Tshisekedi convie Ndayishimiye à un débat onusien clé sur les ressources naturelles

Tshisekedi convie Ndayishimiye à un débat onusien clé sur les ressources naturelles

Face aux nombreuses difficultés qui traversent le continent africain, le président de la République démocratique du Congo, Félix Tshisekedi, a plaidé, ce mardi 23 juin 2026, pour une mobilisation collective renforcée et une défense plus résolue des intérêts stratégiques de l’Afrique sur la scène internationale.

Prenant la parole devant les médias après un entretien à Kinshasa avec son homologue burundais, Évariste Ndayishimiye, par ailleurs président en exercice de l’Union africaine, le chef de l’État congolais a insisté sur la nécessité pour les nations africaines d’adopter une position plus cohérente et une solidarité accrue face aux défis actuels.

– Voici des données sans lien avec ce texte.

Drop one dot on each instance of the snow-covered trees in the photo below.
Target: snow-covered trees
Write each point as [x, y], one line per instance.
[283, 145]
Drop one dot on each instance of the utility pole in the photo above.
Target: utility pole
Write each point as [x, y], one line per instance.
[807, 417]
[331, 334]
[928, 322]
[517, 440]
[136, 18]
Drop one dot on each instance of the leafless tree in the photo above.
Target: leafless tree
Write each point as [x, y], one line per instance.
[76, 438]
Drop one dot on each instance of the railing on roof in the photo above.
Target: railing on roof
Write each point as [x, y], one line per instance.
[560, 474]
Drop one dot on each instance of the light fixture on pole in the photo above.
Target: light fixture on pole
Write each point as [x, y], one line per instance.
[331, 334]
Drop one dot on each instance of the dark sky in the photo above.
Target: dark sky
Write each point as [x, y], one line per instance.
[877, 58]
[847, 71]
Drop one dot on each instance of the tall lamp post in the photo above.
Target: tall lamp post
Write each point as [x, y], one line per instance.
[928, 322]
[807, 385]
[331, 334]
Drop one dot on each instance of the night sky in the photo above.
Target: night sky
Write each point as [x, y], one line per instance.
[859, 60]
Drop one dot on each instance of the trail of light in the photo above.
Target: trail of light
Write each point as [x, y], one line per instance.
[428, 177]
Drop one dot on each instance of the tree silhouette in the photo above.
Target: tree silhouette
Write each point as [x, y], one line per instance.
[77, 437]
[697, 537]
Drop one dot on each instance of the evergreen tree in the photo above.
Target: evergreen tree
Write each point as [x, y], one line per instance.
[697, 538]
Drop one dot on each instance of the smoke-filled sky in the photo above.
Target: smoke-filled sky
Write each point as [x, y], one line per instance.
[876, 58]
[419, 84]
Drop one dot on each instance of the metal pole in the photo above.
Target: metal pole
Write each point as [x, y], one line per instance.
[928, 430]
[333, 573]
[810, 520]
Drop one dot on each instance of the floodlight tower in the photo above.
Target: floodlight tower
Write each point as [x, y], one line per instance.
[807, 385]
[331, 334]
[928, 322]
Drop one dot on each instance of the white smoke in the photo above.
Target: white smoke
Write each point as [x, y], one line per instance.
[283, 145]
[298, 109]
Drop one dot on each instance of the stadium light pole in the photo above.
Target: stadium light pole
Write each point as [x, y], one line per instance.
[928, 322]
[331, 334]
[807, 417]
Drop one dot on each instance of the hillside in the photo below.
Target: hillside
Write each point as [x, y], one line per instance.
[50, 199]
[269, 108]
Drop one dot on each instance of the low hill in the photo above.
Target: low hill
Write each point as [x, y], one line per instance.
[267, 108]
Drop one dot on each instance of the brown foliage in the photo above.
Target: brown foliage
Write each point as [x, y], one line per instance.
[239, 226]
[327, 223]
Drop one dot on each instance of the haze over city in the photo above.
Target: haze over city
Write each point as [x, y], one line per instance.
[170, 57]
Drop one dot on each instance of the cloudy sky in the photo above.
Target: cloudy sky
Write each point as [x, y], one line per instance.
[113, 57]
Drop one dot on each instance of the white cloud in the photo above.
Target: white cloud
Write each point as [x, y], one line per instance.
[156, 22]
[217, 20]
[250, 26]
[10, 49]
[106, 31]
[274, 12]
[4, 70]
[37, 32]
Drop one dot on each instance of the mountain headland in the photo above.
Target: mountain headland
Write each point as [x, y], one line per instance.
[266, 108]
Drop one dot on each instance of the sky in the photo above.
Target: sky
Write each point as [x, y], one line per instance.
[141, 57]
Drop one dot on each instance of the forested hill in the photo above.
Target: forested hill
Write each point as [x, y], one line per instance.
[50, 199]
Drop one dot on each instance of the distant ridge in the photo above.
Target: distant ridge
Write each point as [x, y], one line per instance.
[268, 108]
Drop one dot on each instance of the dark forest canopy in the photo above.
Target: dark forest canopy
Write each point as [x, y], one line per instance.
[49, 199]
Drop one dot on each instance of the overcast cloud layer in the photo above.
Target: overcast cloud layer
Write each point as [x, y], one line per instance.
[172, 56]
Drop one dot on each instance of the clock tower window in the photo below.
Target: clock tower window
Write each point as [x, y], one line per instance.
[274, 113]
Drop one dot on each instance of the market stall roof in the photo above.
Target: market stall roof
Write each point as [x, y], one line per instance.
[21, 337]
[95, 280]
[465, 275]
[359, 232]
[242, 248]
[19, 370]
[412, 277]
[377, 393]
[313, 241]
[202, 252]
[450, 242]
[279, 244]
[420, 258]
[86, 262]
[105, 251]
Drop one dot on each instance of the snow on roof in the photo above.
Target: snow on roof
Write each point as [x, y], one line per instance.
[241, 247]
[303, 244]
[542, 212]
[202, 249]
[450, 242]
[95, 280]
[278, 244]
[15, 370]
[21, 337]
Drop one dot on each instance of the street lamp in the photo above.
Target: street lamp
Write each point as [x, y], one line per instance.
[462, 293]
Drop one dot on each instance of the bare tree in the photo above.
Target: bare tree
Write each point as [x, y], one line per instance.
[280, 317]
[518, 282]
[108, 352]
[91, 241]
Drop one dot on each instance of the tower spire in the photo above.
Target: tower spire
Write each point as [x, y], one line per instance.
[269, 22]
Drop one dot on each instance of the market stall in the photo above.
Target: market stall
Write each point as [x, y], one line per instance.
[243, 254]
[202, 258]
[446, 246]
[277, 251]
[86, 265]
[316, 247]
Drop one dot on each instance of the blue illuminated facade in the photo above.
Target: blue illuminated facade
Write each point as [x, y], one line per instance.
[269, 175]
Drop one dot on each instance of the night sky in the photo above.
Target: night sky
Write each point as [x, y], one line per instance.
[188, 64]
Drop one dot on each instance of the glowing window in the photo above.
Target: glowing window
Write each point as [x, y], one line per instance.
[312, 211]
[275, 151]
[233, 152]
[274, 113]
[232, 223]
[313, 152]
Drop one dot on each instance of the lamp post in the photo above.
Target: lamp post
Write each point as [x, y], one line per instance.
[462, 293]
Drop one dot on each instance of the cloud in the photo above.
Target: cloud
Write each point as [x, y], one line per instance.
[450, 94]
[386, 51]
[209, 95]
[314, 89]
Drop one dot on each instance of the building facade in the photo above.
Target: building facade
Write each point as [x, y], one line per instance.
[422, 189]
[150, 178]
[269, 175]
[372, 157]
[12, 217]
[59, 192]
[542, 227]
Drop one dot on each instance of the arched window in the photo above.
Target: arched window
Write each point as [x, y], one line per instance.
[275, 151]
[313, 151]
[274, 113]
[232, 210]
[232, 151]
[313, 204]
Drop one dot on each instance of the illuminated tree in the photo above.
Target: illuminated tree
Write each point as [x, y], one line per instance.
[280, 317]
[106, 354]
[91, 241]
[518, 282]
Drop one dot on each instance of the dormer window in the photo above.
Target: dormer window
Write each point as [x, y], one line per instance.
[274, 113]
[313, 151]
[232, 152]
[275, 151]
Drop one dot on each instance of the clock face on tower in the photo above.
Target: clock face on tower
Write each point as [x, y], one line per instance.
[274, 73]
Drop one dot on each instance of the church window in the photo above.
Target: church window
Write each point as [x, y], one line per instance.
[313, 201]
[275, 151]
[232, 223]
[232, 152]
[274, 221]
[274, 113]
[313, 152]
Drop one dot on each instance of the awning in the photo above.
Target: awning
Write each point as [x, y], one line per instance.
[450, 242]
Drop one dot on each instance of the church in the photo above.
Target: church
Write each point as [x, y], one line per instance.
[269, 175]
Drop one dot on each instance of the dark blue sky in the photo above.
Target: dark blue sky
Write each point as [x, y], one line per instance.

Dans ce cadre, Félix Tshisekedi a révélé avoir convié le président Évariste Ndayishimiye à une session de haut niveau du Conseil de sécurité des Nations unies, qu’il dirigera prochainement aux États-Unis, dans le cadre de la présidence de la RDC à cet organe prévue pour juillet 2026.

« L’Afrique vit une époque charnière. Notre continent doit relever des défis sécuritaires complexes, des crises humanitaires durables, les conséquences du changement climatique, des pressions économiques mondiales, mais aussi les immenses espoirs de notre jeunesse. Face à cela, l’Afrique doit parler avec plus de cohérence, agir avec plus de solidarité et défendre avec plus de vigueur ses intérêts stratégiques. C’est dans cet esprit que j’ai eu l’honneur d’inviter mon frère, le président Évariste Ndayishimiye, à participer à la réunion de haut niveau que je présiderai prochainement au Conseil de sécurité des Nations unies, à l’occasion de la présidence de ce Conseil par la RDC au mois de juillet, et qui portera sur les liens entre les ressources naturelles, la paix, la sécurité et le développement durable », a déclaré Félix Tshisekedi.

Cette rencontre abordera les connexions entre les ressources naturelles, la paix, la sécurité et le développement durable, un thème que le président congolais estime fondamental pour la RDC, la région des Grands Lacs et l’ensemble de l’Afrique. Le chef de l’État a également exprimé sa certitude que la présence de son homologue burundais apportera une valeur ajoutée aux discussions prévues.

« Ce sujet est crucial pour notre pays, pour la région des Grands Lacs et pour tout le continent africain. Nos ressources naturelles doivent cesser d’être source de convoitise, de prédation, d’instabilité et de conflit. Elles doivent devenir un moteur de paix, de développement, de souveraineté économique, de transformation industrielle et de prospérité partagée. Je suis persuadé que la contribution du président Ndayishimiye, en tant que président du Burundi et président en exercice de l’Union africaine, enrichira utilement cette réflexion au service de notre continent », a ajouté Félix Tshisekedi.

La République démocratique du Congo s’apprête à occuper la présidence du Conseil de sécurité des Nations unies en juillet 2026, selon la rotation mensuelle entre les membres. La RDC prendra la présidence après la Colombie (juin) et avant le Danemark (août), suivant l’ordre alphabétique anglais des États membres. Ces trois pays siègent au Conseil, les deux premiers en tant que membres non permanents élus pour le mandat 2026-2027.

Depuis janvier 2026, les drapeaux de cinq nouveaux membres non permanents du Conseil de sécurité pour le mandat 2026-2027 flottent au siège de l’ONU à New York. Il s’agit de Bahreïn, de la Colombie, de la République démocratique du Congo, de la Lettonie et du Libéria. Cette cérémonie protocolaire, tenue le 2 janvier 2026, marquait le début de leur mandat de deux ans au sein de l’organe chargé notamment des opérations de maintien de la paix, des régimes de sanctions et de l’orientation politique et sécuritaire face aux crises internationales.